Par ailleurs, l’entreprise peut choisir de faire figurer dans ses statuts « une raison d’être, constituée des principes dont la société se dote et pour le respect desquels elle entend affecter des moyens dans la réalisation de son activité ». Il s’agit d’une « société à mission » si, en plus d’avoir défini une raison d’être comme consistant à poursuivre des objectifs sociaux et environnementaux, elle précise « la composition, le fonctionnement et les moyens de l’organe social, qui doit comporter au moins un salarié, chargé exclusivement de suivre l’exécution de la mission » relative aux objectifs sociaux et environnementaux.

La direction d’une entreprise, même sans mission définie, doit donc désormais « déterminer les orientations de l’activité de la société conformément à son intérêt social en prenant en considération ses enjeux sociaux et environnementaux » et elle prend également en compte, si elle est définie dans ses statuts, « la raison d’être de la société » (art. L.225-64).

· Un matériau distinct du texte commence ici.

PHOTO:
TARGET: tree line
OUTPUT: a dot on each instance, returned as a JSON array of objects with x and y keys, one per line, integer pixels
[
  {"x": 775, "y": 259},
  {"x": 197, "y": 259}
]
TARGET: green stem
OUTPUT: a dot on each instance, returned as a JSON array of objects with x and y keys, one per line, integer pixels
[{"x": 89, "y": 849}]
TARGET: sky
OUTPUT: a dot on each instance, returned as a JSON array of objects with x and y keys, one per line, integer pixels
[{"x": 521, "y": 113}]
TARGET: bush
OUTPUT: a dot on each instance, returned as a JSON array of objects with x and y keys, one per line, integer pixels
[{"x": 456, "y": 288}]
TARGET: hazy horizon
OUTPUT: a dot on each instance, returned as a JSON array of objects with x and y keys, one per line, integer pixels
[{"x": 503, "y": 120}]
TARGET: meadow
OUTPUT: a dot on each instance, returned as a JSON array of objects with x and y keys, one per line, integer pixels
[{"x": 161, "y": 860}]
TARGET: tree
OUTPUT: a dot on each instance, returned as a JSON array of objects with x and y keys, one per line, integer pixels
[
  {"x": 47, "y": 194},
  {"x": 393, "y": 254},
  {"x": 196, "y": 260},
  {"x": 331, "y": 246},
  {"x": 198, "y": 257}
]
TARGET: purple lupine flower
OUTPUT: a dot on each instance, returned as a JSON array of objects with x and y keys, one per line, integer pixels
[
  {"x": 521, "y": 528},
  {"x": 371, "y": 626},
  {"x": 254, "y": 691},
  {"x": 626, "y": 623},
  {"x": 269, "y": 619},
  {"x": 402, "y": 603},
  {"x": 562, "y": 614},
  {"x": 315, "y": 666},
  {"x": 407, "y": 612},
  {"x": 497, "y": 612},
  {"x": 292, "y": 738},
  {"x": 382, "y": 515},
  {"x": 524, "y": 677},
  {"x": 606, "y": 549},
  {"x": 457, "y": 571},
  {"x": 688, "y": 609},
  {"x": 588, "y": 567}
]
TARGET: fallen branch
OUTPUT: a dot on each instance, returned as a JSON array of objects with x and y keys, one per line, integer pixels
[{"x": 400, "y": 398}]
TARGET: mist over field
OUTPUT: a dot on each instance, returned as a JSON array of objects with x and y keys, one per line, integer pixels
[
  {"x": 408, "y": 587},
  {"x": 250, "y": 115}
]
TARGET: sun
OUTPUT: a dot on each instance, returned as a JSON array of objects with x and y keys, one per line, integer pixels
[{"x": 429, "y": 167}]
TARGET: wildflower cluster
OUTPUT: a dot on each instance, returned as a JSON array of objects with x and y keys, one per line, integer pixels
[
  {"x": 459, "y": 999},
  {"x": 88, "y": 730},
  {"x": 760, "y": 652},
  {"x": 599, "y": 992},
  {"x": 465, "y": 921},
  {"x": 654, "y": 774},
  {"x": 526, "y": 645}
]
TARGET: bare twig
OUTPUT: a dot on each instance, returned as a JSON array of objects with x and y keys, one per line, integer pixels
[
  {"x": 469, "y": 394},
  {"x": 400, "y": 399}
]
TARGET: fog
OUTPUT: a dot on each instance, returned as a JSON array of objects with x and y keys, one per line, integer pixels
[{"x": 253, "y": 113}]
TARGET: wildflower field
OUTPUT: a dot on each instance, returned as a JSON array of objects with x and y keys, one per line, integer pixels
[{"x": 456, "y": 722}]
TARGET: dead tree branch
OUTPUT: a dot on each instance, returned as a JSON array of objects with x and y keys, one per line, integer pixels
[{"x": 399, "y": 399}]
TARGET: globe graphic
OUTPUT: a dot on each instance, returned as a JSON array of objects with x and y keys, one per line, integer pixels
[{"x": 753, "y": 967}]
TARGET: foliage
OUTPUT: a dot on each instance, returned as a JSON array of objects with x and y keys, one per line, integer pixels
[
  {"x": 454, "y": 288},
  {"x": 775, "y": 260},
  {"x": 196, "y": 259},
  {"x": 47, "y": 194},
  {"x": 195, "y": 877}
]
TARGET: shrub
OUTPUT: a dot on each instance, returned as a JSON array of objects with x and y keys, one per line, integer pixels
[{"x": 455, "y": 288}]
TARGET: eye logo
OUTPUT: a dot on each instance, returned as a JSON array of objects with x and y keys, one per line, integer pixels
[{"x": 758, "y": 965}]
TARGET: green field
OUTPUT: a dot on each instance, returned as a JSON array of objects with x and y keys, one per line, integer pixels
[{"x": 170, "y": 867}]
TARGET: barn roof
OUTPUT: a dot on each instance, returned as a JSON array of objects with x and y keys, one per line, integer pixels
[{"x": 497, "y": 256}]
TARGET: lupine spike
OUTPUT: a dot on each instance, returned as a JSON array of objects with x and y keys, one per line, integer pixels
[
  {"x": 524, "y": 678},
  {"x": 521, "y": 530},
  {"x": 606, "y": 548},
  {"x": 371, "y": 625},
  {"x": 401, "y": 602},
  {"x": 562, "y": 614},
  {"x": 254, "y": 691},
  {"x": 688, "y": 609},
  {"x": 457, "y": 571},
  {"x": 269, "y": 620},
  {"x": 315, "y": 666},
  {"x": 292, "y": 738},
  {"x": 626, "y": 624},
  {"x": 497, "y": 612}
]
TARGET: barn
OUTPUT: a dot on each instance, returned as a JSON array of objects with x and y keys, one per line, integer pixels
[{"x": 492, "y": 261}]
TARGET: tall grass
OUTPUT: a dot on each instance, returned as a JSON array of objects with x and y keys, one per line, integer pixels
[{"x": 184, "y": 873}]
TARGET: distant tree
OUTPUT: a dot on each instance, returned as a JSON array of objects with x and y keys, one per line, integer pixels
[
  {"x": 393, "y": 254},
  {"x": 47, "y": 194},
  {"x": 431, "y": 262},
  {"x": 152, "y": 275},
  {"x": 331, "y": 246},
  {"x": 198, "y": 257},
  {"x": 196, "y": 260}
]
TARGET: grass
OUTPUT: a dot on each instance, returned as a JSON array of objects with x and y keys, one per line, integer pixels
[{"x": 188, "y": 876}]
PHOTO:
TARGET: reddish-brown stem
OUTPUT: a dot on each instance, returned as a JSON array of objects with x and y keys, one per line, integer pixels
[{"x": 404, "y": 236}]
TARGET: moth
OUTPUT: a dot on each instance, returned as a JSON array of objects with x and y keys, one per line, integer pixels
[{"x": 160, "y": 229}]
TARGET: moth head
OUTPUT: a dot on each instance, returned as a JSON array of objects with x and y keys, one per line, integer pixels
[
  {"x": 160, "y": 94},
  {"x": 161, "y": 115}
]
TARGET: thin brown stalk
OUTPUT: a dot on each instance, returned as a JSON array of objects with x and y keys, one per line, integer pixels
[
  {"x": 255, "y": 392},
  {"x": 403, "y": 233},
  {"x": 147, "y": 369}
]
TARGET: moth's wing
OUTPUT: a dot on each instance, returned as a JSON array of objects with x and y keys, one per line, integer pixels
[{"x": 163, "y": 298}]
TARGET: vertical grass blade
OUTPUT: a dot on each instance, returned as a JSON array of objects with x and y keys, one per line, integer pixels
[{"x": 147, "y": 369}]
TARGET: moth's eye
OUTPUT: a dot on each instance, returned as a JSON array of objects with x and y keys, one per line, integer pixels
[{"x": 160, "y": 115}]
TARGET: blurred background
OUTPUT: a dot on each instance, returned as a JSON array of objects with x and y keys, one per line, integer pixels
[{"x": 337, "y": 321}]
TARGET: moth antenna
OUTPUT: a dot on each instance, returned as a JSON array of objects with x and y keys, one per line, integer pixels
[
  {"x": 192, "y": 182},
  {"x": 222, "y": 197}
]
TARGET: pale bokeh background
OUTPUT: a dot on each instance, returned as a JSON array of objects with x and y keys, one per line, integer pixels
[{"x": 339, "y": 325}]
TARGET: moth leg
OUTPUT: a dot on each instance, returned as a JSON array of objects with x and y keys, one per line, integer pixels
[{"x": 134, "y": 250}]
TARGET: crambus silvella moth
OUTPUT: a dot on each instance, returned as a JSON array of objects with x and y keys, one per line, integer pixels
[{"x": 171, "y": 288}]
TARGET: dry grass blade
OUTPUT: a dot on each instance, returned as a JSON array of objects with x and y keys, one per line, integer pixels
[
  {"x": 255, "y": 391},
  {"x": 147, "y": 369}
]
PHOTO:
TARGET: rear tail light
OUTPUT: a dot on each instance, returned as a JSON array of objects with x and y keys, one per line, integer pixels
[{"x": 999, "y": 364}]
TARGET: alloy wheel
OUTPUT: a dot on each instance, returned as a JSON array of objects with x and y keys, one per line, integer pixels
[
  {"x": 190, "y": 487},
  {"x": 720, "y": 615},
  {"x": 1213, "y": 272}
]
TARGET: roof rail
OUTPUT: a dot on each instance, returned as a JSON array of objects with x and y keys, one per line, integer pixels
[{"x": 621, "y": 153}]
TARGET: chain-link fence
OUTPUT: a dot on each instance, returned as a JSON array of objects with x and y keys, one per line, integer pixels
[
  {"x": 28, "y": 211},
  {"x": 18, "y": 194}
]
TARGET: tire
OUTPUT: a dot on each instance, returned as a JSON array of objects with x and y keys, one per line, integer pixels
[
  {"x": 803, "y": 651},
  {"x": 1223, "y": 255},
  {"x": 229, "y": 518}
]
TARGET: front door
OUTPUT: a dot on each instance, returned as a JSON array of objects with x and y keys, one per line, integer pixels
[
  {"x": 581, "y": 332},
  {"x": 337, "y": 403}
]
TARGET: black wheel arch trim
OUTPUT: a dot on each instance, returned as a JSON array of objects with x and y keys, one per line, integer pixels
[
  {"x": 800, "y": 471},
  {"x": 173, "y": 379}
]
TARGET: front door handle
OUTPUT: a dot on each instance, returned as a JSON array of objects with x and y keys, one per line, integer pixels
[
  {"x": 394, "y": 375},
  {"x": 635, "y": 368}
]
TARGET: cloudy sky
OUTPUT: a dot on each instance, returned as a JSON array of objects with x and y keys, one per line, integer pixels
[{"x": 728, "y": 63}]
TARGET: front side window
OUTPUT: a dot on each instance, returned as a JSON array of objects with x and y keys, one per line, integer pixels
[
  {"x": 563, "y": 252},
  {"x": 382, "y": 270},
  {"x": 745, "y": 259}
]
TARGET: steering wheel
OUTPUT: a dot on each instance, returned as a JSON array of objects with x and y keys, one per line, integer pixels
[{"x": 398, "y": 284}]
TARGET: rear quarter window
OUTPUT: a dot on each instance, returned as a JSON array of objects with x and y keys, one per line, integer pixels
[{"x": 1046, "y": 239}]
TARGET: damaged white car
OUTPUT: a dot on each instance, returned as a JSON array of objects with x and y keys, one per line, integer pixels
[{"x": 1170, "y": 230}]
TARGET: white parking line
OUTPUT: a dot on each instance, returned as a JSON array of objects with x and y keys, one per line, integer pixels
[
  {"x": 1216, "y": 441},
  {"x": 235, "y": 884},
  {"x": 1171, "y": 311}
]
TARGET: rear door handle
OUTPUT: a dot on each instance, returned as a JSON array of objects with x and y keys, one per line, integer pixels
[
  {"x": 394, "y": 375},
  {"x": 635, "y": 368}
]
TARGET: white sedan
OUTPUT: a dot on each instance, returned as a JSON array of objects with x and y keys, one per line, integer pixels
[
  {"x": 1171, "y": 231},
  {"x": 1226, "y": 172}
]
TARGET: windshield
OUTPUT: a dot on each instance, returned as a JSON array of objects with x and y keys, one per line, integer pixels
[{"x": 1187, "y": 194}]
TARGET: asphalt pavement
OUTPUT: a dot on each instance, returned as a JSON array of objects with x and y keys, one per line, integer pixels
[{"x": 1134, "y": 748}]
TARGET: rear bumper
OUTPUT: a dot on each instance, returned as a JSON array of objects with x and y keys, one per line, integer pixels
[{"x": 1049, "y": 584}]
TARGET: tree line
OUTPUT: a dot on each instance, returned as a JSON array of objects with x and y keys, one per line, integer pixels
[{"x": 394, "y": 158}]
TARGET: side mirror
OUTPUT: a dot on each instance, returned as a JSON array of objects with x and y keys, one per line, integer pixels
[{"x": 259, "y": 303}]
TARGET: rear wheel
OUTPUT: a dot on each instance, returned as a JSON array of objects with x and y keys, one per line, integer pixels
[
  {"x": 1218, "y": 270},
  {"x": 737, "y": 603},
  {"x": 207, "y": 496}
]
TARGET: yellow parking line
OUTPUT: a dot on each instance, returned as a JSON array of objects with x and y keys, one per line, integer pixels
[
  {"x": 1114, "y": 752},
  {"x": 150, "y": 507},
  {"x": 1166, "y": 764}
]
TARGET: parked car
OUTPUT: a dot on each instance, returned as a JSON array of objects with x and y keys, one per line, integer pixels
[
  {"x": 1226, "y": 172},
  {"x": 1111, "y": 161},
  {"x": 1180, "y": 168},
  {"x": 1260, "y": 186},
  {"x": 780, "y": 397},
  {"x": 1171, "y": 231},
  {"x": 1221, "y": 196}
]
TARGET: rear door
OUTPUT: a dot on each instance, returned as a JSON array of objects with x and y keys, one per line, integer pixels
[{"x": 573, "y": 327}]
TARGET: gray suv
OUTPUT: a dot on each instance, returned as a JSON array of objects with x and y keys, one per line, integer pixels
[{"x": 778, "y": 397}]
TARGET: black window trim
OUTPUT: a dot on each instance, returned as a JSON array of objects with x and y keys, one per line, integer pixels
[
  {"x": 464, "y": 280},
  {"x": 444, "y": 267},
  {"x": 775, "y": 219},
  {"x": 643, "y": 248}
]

Colonies de vacances (art. 71 bis A)

Que fait dans le projet de loi Pacte un article sur les colonies de vacances ? C’est un groupe de députés inquiets de l’application d’une réglementation européenne pour les colonies de vacances se déroulant en France qui est à l’initiative de cet amendement. Les députés rapportent que la transposition de la directive européenne du 25 novembre 2015 sur les prestations de voyage a conduit à supprimer de la liste des organismes exclus de l’obligation d’immatriculation au registre des agents de voyage les associations et organismes sans but lucratif qui organisent en France des accueils collectifs de mineurs (colonies ou séjours de vacances). Les députés estiment que les séjours en France doivent déjà répondre à une réglementation spécifique et à un contrôle de l’Etat et qu’il est donc inutile d’en rajouter. Ils préconisent donc d’inscrire dans la loi que les associations, l’Etat, les collectivités territoriales et les établissements publics organisant en France des accueils collectifs de mineur à caractère éducatif (colonies de vacances) ne sont plus tenues de respecter certaines conditions définies par l’article L. 211-18 du code du tourisme, qui a transposé la directive européenne.